Policy Briefs

By Beatriz Cuevas Jadina

The case of Leyte and Southern Leyte

Leyte and Southern Leyte are two provinces in the Philippines with the most catastrophic landslide history. The worst of which occurred in Ormoc City, Leyte in November 1991 and in Panaon Island, Southern Leyte on 19 December 2003. These events, triggered by heavy and continuous rain, claimed the lives of more than 5,000 landslide and flashflood victims in Ormoc City and 200 people in Southern Leyte. 

On 17 February 2006, a massive landslide also occurred in Barangay Guinsaugon, St. Bernard, Southern Leyte where more than 1,000 people were buried alive. On 2 January 2011, another landslide hit the town of St. Bernard claiming the lives of at least five people.

Landslides result in serious negative impacts to the community, society, and the environment. 
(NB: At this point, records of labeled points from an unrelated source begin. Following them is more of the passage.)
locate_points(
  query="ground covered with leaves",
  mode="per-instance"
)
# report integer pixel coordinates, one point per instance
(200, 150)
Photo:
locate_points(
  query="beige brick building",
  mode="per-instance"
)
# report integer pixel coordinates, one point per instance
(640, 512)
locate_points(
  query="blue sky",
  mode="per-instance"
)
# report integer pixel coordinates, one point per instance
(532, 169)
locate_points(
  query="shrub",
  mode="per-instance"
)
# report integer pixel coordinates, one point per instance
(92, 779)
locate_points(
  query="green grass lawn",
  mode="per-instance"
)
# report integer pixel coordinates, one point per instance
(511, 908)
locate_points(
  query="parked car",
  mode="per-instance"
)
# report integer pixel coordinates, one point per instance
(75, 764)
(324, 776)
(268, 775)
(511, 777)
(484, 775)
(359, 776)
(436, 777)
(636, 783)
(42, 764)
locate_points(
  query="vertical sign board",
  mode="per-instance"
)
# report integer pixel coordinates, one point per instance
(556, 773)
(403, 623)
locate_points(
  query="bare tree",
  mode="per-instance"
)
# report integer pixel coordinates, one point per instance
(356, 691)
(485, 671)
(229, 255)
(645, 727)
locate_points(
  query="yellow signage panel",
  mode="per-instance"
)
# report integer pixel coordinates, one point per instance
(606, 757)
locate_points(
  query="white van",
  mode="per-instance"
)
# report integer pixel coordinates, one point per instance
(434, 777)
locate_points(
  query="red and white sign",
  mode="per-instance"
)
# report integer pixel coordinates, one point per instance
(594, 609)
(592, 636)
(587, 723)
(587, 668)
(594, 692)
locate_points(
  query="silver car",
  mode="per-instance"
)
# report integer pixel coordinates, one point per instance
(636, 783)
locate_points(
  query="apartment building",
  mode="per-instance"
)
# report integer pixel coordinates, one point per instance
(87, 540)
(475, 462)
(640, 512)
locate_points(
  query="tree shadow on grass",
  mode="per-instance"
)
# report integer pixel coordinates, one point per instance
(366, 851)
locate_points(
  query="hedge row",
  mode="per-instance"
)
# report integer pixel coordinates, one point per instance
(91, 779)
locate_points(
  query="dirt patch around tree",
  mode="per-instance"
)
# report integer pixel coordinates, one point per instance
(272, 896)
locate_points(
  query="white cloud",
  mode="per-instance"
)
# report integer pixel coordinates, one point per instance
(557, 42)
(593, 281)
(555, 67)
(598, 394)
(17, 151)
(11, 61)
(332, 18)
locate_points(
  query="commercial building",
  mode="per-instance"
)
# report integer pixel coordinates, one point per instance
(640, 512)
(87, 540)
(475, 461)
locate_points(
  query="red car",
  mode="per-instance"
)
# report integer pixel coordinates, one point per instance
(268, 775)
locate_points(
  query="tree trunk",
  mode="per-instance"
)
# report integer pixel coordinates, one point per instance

In Leyte, landslides caused heavy damage to infrastructures, blockage of roads, destroyed bridges, cutoff water and power supply and communications systems, crushed and washed-out houses, and loss of lives. This geo-hazard also brought major landscape changes that influenced the biophysical characteristics of the land, thus, affecting its ecosystem services. A barangay in Southern Leyte had become a “no man’s land” after the massive landslide in 2003 due to the heavy accumulation of earth materials impairing most landscape functions, particularly, the production and supply of potable water in the area.